Hellebores are also known as Lenten Roses or Christmas Roses (though they are not roses at all). They are so named because they naturally bloom in the winter (no forcing needed), although up until recently they were generally considered to be an outside-only plant.
I have always suspected that these plants haven't been as popular as you might expect (given their beauty and interest) because they bloom at such an odd time. The dead of winter is just not when most people spend a lot of time looking at the pretty flowers. But there they are — plant them next to a window where that can be observed from the warmth of your home and you can enjoy how they are un-deterred by snow and frost.
My own indoor Hellebore arrived as a gift from Skagit Gardens right before the holidays. I have been enjoying - and instagramming it — like crazy as it has continued to bloom.

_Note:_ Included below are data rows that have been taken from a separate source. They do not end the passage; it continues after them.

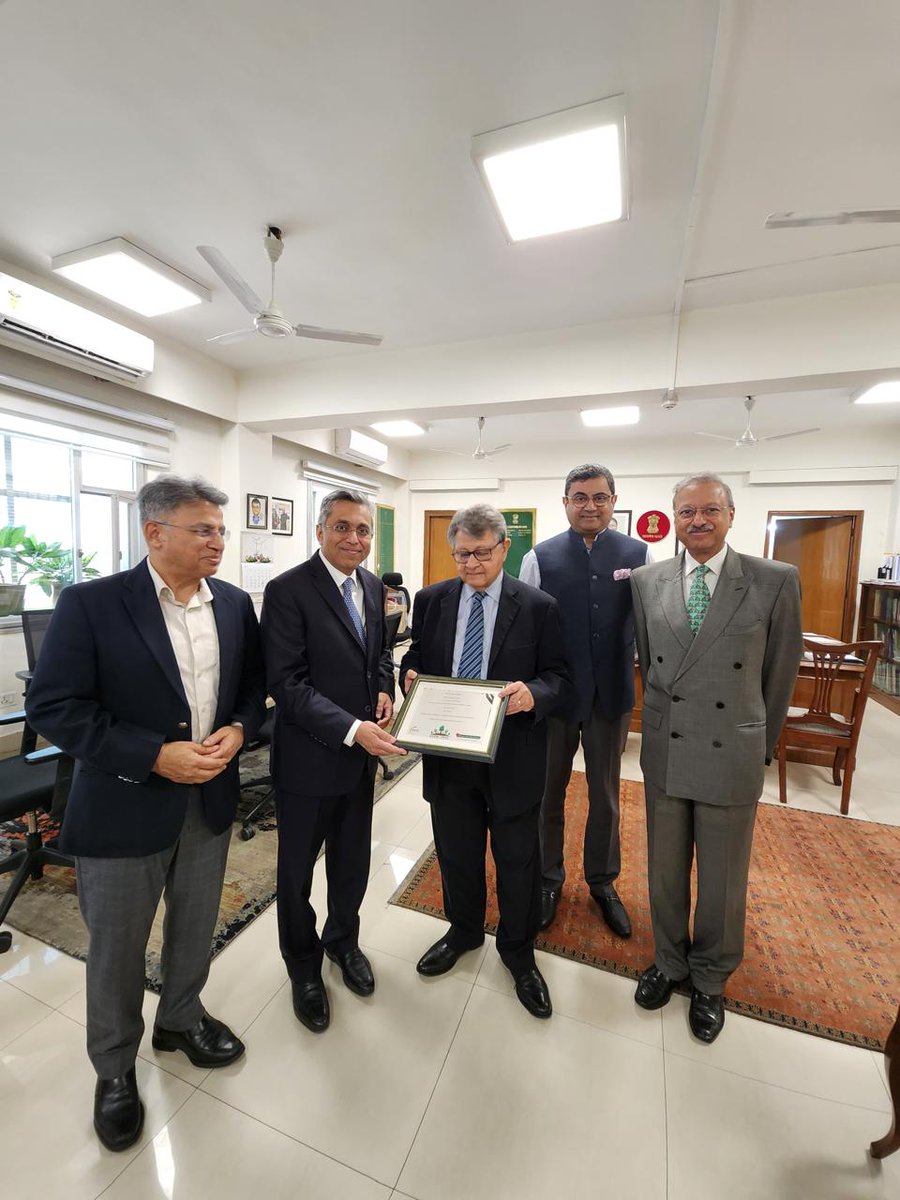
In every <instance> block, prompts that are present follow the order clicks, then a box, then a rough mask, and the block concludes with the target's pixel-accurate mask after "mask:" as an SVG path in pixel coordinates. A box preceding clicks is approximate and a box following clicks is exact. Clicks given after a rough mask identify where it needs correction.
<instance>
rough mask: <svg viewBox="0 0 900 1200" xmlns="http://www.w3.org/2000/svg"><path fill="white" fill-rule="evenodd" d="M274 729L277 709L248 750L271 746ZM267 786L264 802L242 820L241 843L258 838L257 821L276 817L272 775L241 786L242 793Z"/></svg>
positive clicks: (252, 808)
mask: <svg viewBox="0 0 900 1200" xmlns="http://www.w3.org/2000/svg"><path fill="white" fill-rule="evenodd" d="M274 728H275V709H271V712H270V714H269V716H266V719H265V720H264V721H263V724H262V725H260V727H259V732H258V733H257V737H256V740H254V742H252V743H251V744H250V745H248V746H247V748H246V749H247V750H259V749H260V748H262V746H271V744H272V730H274ZM266 785H268V790H266V793H265V796H264V797H263V798H262V800H259V802H258V803H257V804H254V805H253V808H252V809H251V810H250V812H247V815H246V816H245V817H244V818H242V820H241V829H240V838H241V841H250V839H251V838H253V836H256V832H257V828H256V826H257V821H263V820H268V818H270V817H272V816H275V787H274V786H272V776H271V774H266V775H259V776H257V778H256V779H248V780H247V781H246V784H241V791H244V788H245V787H266Z"/></svg>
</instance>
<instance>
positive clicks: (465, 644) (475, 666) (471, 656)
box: [456, 592, 485, 679]
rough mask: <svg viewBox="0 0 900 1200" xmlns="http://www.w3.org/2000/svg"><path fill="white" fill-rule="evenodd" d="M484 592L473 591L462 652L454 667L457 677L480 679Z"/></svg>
mask: <svg viewBox="0 0 900 1200" xmlns="http://www.w3.org/2000/svg"><path fill="white" fill-rule="evenodd" d="M484 604H485V594H484V592H473V594H472V604H470V606H469V619H468V620H467V622H466V636H464V637H463V640H462V654H461V655H460V665H458V667H457V668H456V678H457V679H480V678H481V658H482V654H484V648H485V607H484Z"/></svg>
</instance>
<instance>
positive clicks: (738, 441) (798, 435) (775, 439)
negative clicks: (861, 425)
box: [697, 396, 821, 446]
mask: <svg viewBox="0 0 900 1200" xmlns="http://www.w3.org/2000/svg"><path fill="white" fill-rule="evenodd" d="M755 403H756V400H755V397H754V396H748V397H746V400H745V401H744V408H745V409H746V428H745V430H744V432H743V433H742V434H740V436H739V437H738V438H728V437H726V436H725V434H724V433H703V432H702V431H697V436H698V437H701V438H716V439H718V440H719V442H731V443H732V445H736V446H755V445H756V444H757V442H778V440H779V439H780V438H798V437H800V434H802V433H818V431H820V428H821V426H818V425H816V426H815V427H814V428H811V430H792V431H791V432H790V433H769V434H768V436H767V437H762V438H757V436H756V434H755V433H754V431H752V430H751V428H750V418H751V413H752V410H754V404H755Z"/></svg>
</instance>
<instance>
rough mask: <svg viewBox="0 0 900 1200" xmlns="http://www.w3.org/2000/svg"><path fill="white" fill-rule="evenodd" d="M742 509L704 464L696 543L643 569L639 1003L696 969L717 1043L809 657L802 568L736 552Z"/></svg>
mask: <svg viewBox="0 0 900 1200" xmlns="http://www.w3.org/2000/svg"><path fill="white" fill-rule="evenodd" d="M733 520H734V500H733V498H732V494H731V488H730V487H728V486H727V484H725V482H724V481H722V480H721V479H720V478H719V476H718V475H713V474H709V473H706V474H700V475H691V476H690V478H688V479H685V480H683V481H682V482H680V484H678V485H677V487H676V490H674V524H676V533H677V534H678V540H679V542H680V544H682V546H684V550H683V551H682V553H680V554H678V557H677V558H673V559H667V560H666V562H662V563H655V564H653V565H650V566H643V568H641V569H640V570H637V571H635V572H634V575H632V576H631V587H632V590H634V600H635V635H636V640H637V653H638V659H640V662H641V676H642V679H643V707H642V718H643V730H642V734H643V736H642V742H641V768H642V770H643V778H644V791H646V798H647V836H648V857H649V866H648V882H649V892H650V916H652V919H653V935H654V941H655V960H654V962H653V965H652V966H649V967H648V968H647V970H646V971H644V972H643V974H642V976H641V979H640V982H638V985H637V991H636V994H635V1000H636V1002H637V1003H638V1004H640V1006H641V1007H642V1008H650V1009H654V1008H661V1007H662V1004H665V1003H667V1002H668V998H670V996H671V995H672V989H673V988H674V985H676V983H677V982H679V980H682V979H686V978H688V977H690V980H691V985H692V990H691V1002H690V1013H689V1020H690V1027H691V1031H692V1033H694V1036H695V1037H696V1038H698V1039H700V1040H701V1042H704V1043H707V1044H708V1043H710V1042H713V1040H714V1039H715V1038H716V1037H718V1036H719V1033H720V1031H721V1028H722V1025H724V1022H725V1006H724V1001H722V994H724V991H725V985H726V983H727V979H728V977H730V976H731V973H732V972H733V971H736V970H737V967H738V965H739V962H740V960H742V958H743V954H744V923H745V912H746V884H748V872H749V868H750V847H751V844H752V836H754V823H755V821H756V806H757V802H758V799H760V796H761V793H762V787H763V774H764V769H766V764H767V763H768V762H770V761H772V755H773V752H774V749H775V743H776V742H778V738H779V734H780V732H781V726H782V725H784V721H785V715H786V713H787V707H788V704H790V702H791V692H792V691H793V686H794V683H796V680H797V668H798V666H799V662H800V656H802V654H803V632H802V620H800V587H799V576H798V574H797V569H796V568H794V566H790V565H787V564H786V563H778V562H775V560H773V559H767V558H766V559H764V558H751V557H750V556H749V554H738V553H737V552H736V551H733V550H731V548H730V547H728V546H727V545H726V541H725V539H726V536H727V533H728V529H730V528H731V524H732V521H733ZM695 847H696V858H697V906H696V910H695V912H694V926H692V932H689V923H690V890H691V889H690V874H691V863H692V860H694V856H695Z"/></svg>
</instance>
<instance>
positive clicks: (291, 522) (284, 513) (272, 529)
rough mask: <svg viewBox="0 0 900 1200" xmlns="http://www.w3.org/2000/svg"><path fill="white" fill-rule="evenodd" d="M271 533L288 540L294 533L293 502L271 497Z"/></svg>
mask: <svg viewBox="0 0 900 1200" xmlns="http://www.w3.org/2000/svg"><path fill="white" fill-rule="evenodd" d="M272 533H277V534H278V535H280V536H282V538H290V536H293V533H294V502H293V500H284V499H282V498H281V497H278V496H272Z"/></svg>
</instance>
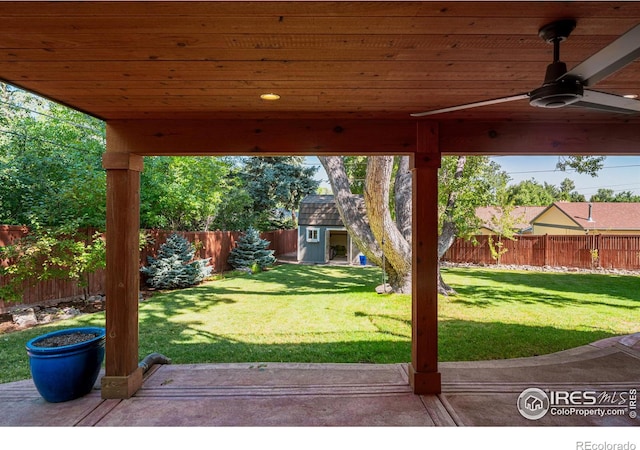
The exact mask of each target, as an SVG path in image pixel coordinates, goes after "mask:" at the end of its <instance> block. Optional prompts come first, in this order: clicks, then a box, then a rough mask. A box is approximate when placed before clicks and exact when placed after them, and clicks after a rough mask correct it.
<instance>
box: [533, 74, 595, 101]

I am beginning to suspect it may need something from me that I am not giving it, like fertilizer, as the leaves have changed in color from the dark green that they were originally to a lighter, more sickly green. So they are not without the need for a little TLC to keep them at their best through these dark months. But the exciting part is, unlike the other holiday plants, which often end up in the bin when they have stopped blooming, the Hellebore will be quite happy to move into your garden come spring. Mine will be joining the others (who have not yet bloomed) on the other side of the kitchen window glass if I can keep it alive until March.